I have many large, old oak trees on my lot. Every couple of years, one fails for a variety of reasons — from wind to rot. I’ve cut a lot of firewood from these trees over the last 30 years. In 1999, while sawing, I thought that the wood was too good for a fire, so I saved about 15 feet of 26-inch diameter trunk. I then made a jig out of 2×6’s on the log and fixed an aluminum frame on my chainsaw that allowed me to cut slabs off the log. You can buy outfits like this now, but mine was entirely homemade. Each slab took me about an hour to cut and another hour to relocate the jig for the next cut. I kept the slabs at least 6/4 thick because the precision of my cutting wasn’t good enough to ensure uniform dimension. I trimmed the slabs to uniform width with a circular saw. I ended up with 12 boards ranging from 12 to 24 inches wide by 15 feet long. I stacked the boards horizontally with spacers for air drying in a well-ventilated shed, where they stayed for six years.

In 2005, I deemed the boards cured enough to start using them for projects. It was a good idea to saw them as 6/4 because there was a lot of warp and cup. I made a jig that allowed me to clamp a board and plane down one side using a router on a rail. I could then turn the board over and plane down the other side with the router. This made a ton of chips and wasted a lot of wood, but the result was a straight, useable piece of lumber up to 24 inches wide.

A toy chest was a six board box with trim. The top, sides and bottom of this box are each a single board. The sides are fitted with large dovetails. The top and bottom float in slots to allow for expansion and contraction of the wood. The overall dimensions of the box are about 24 inches wide by 36 inches long and 17 inches deep.

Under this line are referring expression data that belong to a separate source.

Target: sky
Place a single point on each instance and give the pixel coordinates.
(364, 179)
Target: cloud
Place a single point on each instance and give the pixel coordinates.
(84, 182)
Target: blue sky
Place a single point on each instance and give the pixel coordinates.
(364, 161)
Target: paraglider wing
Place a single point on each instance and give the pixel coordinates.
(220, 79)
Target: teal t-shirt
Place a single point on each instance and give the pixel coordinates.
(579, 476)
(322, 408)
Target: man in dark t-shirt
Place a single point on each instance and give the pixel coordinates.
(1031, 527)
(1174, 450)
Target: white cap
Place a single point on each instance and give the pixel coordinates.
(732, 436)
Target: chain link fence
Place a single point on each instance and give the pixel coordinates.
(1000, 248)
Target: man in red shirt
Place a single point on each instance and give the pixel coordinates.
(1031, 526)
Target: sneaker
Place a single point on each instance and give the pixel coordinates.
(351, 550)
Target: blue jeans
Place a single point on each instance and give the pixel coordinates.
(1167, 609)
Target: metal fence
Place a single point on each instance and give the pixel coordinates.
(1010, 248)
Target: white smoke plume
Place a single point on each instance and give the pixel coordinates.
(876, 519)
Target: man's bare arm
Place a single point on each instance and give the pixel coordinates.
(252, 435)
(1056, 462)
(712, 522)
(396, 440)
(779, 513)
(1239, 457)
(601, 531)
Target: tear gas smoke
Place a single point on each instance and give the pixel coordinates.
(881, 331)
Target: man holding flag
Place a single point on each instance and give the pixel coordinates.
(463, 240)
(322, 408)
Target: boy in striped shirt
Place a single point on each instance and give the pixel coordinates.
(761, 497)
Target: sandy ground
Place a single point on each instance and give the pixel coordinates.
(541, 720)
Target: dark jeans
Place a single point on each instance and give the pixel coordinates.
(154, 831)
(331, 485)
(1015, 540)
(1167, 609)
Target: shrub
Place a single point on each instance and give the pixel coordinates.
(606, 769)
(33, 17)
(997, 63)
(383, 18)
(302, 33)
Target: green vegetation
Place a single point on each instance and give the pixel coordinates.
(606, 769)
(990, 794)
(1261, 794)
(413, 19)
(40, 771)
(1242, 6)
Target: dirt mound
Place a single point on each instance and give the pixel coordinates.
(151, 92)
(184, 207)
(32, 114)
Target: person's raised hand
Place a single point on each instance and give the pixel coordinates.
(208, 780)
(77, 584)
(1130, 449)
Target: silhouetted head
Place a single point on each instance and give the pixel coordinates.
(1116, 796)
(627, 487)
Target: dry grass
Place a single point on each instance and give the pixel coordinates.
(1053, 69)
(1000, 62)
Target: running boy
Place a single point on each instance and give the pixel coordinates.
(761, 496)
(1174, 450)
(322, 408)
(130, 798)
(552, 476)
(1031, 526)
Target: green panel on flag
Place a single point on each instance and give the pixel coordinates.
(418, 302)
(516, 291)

I also made a swinging cradle. The cradle can be mounted in the swing, or it can be removed to sit on the floor. This way, the baby can be moved from place to place in the cradle while the swing remains where most needed. The swing is entirely held together with removable pegs so that it can be torn down for storage. I built this cradle and swing in Maryland, then put all the pieces in a box and sent them to my daughter in Oregon. I included a video on how to put it together. My son-in-law glued the cradle together and applied an oil finish. It has served three grandchildren.

I made two other toy chests, several bookcases and children’s chairs. The lumber was gone by 2007. But, I lost another larger tree that year. I gained three 12-foot logs 30 to 38 inches in diameter. I did not have a chainsaw capable of sawing these logs into lumber. I hired a local farmer who had a portable band saw. He could cut with precision, so I had 5/4 slabs cut. Within two hours, I had 36 boards ranging from 15 to 30 inches wide and 12 feet long. I cut four cords of firewood from the rest of the tree that sold for more than I paid for the band saw work.

I trimmed and racked these boards outdoors with a metal roof fashioned over the stack. These boards dried more quickly and more uniformly than did my 1999 stack. This spring, I pulled some out to make new baseboards and window trim inside my 100-plus-year-old house. They are straight with little cup and have even thickness. I worked with widths that fit my jointer and thickness planer. I again made a jig for my router for wide boards, and I was able to get a pretty good surface on a 28-inch-wide board. I’m letting that board sit for a while to see if it is stable enough to use whole.

So, now I have a plentiful supply of wide oak boards from a tree in my yard. I have a lot of projects in mind. I love to work with oak. But, at 70 years old, I’m finding it harder than it used to be to pick up a 2 ft. by 12 ft. by 5/4 oak board and carry it into the shop.